- Born: 2000 (age 24–25) Paris, France
- Education: Paris Opera Ballet School
- Occupation: ballet dancer
- Years active: 2018–present
- Career
- Current group: Paris Opera Ballet

= Guillaume Diop =

French ballet dancer (born 2000)

Guillaume Diop (born 2000) is a French ballet dancer. He joined the Paris Opera Ballet in 2018, and was promoted to étoile in March 2023, becoming the first black person to reach a principal rank in the company's history.

==Early life and education==
Diop was born in the 18th arrondissement of Paris, to a French mother and a Senegalese father. His father works for Aeroméxico, and his mother for the local council in Gennevilliers, a suburb of Paris.
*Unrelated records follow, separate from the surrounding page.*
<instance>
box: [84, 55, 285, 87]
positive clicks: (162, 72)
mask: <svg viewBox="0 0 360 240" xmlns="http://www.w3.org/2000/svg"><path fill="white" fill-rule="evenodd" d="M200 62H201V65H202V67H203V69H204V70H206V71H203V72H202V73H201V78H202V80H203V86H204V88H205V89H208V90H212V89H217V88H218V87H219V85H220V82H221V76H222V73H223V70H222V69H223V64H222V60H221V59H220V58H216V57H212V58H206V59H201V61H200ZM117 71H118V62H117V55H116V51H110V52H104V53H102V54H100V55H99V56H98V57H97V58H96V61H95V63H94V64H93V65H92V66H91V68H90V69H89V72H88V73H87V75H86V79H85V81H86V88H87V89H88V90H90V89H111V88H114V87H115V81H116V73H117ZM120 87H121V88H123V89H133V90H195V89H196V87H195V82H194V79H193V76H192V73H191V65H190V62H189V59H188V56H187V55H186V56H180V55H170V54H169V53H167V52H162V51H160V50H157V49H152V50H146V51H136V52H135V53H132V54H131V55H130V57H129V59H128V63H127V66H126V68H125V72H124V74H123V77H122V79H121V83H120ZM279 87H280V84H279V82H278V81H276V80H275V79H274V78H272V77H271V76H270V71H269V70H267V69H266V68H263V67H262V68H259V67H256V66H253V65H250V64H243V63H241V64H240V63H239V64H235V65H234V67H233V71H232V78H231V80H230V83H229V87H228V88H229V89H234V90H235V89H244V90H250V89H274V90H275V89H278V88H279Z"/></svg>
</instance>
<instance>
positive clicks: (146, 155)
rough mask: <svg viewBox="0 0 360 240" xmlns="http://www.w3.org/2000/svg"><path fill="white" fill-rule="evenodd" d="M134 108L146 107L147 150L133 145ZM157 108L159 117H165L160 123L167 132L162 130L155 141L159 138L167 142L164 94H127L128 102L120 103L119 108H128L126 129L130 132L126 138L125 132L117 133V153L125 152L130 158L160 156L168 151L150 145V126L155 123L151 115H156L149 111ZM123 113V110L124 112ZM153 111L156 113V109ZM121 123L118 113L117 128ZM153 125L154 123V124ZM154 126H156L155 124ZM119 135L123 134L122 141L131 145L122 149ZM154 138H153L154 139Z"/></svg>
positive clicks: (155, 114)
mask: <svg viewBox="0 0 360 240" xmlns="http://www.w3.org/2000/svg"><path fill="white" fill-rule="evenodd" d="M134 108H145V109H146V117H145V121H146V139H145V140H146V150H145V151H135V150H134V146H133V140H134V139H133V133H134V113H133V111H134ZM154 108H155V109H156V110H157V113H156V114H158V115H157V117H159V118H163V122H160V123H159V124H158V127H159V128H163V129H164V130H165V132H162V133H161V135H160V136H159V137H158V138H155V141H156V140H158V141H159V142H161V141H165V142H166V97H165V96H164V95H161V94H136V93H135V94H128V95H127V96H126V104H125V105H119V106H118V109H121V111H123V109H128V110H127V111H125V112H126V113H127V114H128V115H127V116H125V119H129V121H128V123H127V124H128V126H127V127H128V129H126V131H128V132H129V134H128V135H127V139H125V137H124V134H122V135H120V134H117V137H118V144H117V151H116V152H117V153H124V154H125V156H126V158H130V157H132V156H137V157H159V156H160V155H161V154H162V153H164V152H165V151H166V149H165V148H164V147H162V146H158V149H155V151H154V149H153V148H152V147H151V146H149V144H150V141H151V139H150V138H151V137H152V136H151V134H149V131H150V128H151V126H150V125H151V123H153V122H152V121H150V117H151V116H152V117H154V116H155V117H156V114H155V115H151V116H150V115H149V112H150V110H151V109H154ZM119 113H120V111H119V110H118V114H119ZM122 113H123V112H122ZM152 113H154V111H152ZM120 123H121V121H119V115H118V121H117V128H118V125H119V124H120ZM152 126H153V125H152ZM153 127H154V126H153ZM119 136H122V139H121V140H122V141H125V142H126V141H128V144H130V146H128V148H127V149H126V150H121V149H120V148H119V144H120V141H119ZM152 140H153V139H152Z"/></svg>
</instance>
Diop began dancing at age four. He started training at a local conservatory at age eight, then a regional conservatory at age ten. At age twelve, he entered the Paris Opera Ballet School, where he trained for six years and graduated first in his class.

When he was 16, Diop attended a summer intensive at the Alvin Ailey American Dance Theater in New York. As a teenager, Diop battled with anorexia.

==Career==
In 2018, Diop joined the Paris Opera Ballet. In September 2020, in response to the Paris Opera's inaction following the George Floyd protests, Diop, along with the four other black dancers of the company, wrote a manifesto titled "De la question raciale à l'Opéra de Paris", which questioned certain practices within the opera house and called for urgent changes to address racial discrimination. The manifesto was sent to all of the employees of the opera, and over 400 of them, about a quarter of the employees, signed the manifesto. The company responded with a report on diversity at the opera house, which was published in February 2021. Alexander Neef, the general director of Paris Opera, announced actions to tackle racist caricatures in classic ballet.

In 2021, he made his debut as Romeo in Nureyev's Romeo and Juliet, as a replacement for an injured Germain Louvet, and opposite Léonore Baulac's Juliet. At the time, he held the lowest rank of quadrille, and became the first quadrille to dance a lead role in a major full-length work since Mathilde Froustey in 2003. He also danced the Wedding pas de deux from The Sleeping Beauty, for the company's Young Dancer programme.

In 2022, Diop was promoted to coryphée. He took on more lead roles including Basilio in Don Quixote, Solor in La Bayadère and Prince Siegfried in Swan Lake, filling in for more senior dancers who were indisposed. He also appeared in Gerard & Kelly's video Panorama. Diop was promoted to sujet, third of the five ranks, in 2023.

In March 2023, the 23-year-old Diop was promoted to étoile, the highest rank at the Paris Opera Ballet, after dancing as Albrecht in Giselle during a tour to Seoul, South Korea. Unusually, he skipped the rank of premier danseur. Diop also became the first dancer with black ancestry to reach this rank in the company's history.

In 2024, Diop performed in the Olympic Opening ceremony in Paris, where he danced a solo on the rooftop of the Hôtel de Ville. He also served as an episodic guest judge on Drag Race France, and starred in a campaign for Jacquemus' collaboration with Nike.

==Awards and honours==
In 2021, Diop was awarded the Cercle Carpeaux Dance Prize, awarded to outstanding young corps de ballet dancers of the Paris Opera Ballet.

In 2022, Diop was listed among "30 under 30" by the French edition of Vanity Fair. In 2023, he was one of Dance Magazine's "25 to Watch".